Don’t Skip Steps, but Don’t Boil the Ocean: Practical Advice on Taxonomy Documentation

My colleague Connor Cantrell recently wrote a piece on taxonomy governance, placing it in the context of collection lifecycle management in libraries. One of the primary reasons for governance, whether of taxonomies, metadata, content, data, records, books, academic journals, or any other digital or physical information asset, is to ensure that it’s managed in a consistent and predictable way using standardized and repeatable processes. Of course this also means that someone needs to write those policies and processes down, and someone else (or even the original someone) needs to be able to find and understand them. Which brings me to the oft neglected, postponed, or flat-out ignored, but critical task of documentation.

Taxonomy documentation in an enterprise environment often consists of a large and dispersed set of documents, websites, collaboration tools such as wikis and message boards, and, of course, individual experience and expertise. Managing this material in a controlled way that supports findability, reuse, and process standardization is a common, and hard to solve, taxonomy governance problem.

It’s no exaggeration to say that at some level taxonomy documentation has been a pain point for essentially every client I’ve worked with over the course of my career. Factor recently overhauled taxonomy documentation and initiated an ongoing documentation program with a large enterprise client. I’ll be using that experience to discuss some of the challenges we faced and specific steps to starting and nurturing a grass roots taxonomy documentation program.

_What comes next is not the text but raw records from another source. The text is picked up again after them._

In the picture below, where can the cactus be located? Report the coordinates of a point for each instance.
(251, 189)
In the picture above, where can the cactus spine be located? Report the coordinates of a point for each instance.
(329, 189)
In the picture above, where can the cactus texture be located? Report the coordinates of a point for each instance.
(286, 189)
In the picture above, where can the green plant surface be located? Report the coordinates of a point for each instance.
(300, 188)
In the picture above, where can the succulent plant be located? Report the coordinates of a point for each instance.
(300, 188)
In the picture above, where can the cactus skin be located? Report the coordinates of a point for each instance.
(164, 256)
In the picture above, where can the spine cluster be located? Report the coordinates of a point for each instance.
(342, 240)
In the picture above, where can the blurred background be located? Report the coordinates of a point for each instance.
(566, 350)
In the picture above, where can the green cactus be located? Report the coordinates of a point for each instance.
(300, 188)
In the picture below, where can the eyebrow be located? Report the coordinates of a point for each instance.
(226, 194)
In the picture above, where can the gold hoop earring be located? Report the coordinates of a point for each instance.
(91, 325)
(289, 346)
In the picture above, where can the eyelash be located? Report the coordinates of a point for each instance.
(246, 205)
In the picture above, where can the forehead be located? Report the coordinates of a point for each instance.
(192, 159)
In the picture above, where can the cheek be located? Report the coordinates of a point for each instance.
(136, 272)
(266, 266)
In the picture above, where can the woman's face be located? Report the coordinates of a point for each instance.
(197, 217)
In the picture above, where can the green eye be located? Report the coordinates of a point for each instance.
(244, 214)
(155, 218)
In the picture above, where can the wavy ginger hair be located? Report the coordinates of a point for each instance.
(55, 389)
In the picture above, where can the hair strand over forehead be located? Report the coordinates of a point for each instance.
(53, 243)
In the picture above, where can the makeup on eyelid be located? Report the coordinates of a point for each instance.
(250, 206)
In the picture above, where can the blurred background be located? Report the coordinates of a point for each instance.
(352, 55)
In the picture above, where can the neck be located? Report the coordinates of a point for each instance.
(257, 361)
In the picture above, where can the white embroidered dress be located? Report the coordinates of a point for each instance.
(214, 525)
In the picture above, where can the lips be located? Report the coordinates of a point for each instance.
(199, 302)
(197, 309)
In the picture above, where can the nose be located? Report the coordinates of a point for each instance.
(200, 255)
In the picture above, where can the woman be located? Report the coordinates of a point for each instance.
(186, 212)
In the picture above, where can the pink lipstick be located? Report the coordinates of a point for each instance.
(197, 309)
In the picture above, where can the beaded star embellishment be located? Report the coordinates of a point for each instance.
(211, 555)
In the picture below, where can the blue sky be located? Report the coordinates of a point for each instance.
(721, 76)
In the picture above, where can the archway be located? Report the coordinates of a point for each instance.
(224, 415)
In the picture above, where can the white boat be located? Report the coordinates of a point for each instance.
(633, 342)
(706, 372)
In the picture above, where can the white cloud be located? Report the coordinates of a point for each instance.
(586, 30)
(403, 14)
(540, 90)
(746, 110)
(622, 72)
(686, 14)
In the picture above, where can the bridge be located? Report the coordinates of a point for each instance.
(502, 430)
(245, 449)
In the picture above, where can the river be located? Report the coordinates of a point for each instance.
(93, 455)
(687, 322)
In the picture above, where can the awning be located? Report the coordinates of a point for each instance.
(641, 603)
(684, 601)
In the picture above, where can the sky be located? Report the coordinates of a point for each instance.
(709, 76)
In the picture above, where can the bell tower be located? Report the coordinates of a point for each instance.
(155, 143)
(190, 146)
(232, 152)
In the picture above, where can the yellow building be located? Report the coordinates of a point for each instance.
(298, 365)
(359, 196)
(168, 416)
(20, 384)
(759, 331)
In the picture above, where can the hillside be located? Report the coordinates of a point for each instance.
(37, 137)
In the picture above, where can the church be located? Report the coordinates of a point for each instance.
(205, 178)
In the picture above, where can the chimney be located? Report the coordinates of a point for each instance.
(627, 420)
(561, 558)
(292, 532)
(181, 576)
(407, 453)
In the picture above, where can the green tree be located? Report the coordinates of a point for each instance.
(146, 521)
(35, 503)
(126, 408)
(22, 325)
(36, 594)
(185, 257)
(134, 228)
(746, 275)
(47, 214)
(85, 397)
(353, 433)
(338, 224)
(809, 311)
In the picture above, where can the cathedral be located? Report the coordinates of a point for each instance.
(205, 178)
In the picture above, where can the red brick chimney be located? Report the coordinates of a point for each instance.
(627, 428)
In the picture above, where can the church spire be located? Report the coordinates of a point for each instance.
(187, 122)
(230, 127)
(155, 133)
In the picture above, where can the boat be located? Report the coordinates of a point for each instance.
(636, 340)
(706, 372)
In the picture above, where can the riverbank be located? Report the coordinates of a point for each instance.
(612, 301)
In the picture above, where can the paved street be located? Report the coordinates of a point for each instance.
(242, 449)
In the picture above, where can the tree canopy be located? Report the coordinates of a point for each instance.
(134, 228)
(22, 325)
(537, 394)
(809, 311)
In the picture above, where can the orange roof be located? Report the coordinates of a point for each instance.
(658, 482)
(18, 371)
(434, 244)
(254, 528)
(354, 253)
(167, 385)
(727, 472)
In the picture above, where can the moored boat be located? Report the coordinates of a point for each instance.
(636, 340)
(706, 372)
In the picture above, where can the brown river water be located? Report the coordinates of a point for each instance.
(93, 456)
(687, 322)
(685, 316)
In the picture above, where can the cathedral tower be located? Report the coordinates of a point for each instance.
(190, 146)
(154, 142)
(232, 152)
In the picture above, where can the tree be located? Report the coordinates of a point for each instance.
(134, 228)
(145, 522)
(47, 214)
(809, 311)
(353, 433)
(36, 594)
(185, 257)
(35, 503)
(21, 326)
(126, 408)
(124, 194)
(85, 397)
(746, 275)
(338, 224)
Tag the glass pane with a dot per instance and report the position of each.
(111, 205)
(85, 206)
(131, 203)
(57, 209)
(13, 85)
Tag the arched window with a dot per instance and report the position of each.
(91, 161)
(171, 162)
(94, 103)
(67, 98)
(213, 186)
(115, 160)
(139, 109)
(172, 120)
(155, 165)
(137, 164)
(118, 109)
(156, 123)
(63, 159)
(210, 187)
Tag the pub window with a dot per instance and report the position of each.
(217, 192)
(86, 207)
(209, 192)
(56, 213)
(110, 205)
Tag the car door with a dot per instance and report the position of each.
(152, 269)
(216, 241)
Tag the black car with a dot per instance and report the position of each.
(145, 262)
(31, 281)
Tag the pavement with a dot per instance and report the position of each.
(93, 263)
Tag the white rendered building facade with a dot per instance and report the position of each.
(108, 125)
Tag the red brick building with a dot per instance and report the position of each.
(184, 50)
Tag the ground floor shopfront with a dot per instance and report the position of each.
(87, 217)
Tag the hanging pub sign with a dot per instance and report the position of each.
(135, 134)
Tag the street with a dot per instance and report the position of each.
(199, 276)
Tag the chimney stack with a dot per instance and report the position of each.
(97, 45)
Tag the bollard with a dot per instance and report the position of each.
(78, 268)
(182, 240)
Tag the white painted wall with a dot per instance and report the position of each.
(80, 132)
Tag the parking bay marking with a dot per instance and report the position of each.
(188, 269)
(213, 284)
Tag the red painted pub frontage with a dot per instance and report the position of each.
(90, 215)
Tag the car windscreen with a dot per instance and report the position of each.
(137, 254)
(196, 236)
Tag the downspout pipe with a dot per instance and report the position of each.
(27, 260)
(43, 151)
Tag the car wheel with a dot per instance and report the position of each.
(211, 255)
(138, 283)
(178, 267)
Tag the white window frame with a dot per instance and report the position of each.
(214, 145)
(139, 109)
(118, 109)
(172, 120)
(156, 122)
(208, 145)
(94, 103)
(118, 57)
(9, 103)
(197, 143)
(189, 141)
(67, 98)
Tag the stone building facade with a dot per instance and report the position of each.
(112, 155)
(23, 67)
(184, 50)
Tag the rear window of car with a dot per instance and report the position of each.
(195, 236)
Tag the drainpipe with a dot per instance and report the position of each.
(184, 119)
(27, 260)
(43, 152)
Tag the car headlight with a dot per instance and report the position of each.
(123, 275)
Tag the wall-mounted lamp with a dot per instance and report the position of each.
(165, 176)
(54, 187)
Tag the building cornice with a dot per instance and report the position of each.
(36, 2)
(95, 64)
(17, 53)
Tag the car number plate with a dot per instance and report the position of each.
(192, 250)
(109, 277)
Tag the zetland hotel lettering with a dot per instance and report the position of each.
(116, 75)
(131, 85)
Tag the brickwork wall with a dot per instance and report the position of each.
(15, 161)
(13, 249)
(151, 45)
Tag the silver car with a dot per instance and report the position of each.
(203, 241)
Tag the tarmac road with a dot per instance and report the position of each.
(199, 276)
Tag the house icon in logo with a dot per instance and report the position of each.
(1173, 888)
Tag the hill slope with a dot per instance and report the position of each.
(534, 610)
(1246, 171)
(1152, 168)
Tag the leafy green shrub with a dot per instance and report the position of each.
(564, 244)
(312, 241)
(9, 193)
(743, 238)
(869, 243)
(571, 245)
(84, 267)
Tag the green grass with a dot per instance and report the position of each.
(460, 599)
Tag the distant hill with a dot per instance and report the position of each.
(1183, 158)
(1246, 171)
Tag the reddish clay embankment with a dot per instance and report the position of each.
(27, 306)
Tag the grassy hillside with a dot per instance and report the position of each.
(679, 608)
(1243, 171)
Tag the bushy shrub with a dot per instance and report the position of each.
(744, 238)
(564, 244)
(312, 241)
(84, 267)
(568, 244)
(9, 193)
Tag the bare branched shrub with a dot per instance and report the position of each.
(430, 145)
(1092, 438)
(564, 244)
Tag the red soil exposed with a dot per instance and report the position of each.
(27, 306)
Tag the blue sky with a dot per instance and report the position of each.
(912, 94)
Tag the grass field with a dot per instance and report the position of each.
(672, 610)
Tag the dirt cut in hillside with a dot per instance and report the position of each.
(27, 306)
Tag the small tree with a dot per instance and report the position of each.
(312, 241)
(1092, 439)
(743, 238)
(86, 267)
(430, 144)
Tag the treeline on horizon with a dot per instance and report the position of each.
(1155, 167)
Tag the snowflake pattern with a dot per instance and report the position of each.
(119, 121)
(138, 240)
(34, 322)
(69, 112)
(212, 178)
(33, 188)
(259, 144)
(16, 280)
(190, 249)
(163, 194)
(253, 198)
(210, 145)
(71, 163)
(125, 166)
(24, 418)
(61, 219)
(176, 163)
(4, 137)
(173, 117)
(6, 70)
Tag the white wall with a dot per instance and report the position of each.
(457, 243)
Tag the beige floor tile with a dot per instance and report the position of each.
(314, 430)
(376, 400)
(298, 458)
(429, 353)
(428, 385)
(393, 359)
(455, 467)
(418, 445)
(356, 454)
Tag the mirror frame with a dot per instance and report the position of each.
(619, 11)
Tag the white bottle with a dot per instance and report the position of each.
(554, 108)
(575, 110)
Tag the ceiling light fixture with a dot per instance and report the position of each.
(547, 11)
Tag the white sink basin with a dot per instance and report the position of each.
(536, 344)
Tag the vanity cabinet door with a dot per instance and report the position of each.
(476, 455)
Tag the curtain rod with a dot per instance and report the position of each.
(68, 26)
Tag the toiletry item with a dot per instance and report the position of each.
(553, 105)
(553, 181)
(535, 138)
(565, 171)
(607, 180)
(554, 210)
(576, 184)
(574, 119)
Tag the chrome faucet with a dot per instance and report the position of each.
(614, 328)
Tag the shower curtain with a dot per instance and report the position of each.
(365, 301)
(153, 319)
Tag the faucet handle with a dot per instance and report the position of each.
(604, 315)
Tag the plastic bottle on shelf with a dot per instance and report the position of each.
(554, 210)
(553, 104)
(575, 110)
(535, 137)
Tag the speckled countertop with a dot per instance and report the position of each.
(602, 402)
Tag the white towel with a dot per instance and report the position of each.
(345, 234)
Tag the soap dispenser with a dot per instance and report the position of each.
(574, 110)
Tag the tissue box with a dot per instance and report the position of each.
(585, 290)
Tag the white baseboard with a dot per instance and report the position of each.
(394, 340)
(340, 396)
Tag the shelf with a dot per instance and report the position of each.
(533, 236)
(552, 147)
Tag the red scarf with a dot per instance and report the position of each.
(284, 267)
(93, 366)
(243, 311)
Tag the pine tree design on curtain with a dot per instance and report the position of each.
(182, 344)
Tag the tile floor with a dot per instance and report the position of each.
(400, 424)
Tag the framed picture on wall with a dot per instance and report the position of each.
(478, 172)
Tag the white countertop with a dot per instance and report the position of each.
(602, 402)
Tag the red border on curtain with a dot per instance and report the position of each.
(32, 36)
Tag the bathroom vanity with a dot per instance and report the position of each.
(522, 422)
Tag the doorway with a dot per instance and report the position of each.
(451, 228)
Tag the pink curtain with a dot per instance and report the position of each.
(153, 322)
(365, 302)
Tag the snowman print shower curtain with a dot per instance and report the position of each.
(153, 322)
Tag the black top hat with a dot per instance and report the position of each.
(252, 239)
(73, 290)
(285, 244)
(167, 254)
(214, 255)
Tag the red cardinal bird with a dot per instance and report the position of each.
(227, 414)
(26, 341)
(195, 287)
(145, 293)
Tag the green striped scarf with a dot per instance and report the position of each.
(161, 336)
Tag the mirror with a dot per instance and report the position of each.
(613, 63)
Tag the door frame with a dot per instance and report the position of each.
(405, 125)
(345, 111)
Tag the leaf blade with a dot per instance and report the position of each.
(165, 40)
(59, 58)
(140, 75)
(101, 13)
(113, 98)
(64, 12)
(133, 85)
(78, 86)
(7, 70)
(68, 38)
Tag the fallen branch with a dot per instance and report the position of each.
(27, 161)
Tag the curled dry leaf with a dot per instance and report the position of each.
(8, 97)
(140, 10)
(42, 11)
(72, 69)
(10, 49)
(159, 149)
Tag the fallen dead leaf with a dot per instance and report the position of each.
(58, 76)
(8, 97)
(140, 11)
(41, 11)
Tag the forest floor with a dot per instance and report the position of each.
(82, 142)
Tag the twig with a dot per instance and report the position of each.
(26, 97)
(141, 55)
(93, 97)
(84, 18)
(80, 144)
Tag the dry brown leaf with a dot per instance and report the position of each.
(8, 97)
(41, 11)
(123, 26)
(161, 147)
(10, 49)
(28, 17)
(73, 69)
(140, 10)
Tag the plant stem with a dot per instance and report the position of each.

Specific issues we encountered included:

  • Multiple user types with very different needs.
  • A large volume of legacy documentation of varying quality, formality, age, and applicability: wikis, websites, and many documents.
  • Undocumented organizational knowledge held by practitioners and SMEs.
  • Adoption and use of the documentation.
  • Limited resources.
  • Defining what “done” means.

This article will present a reusable, bottom-up approach to capture and manage taxonomy documentation, including identification of key user groups, content prioritization, socialization, and ongoing management.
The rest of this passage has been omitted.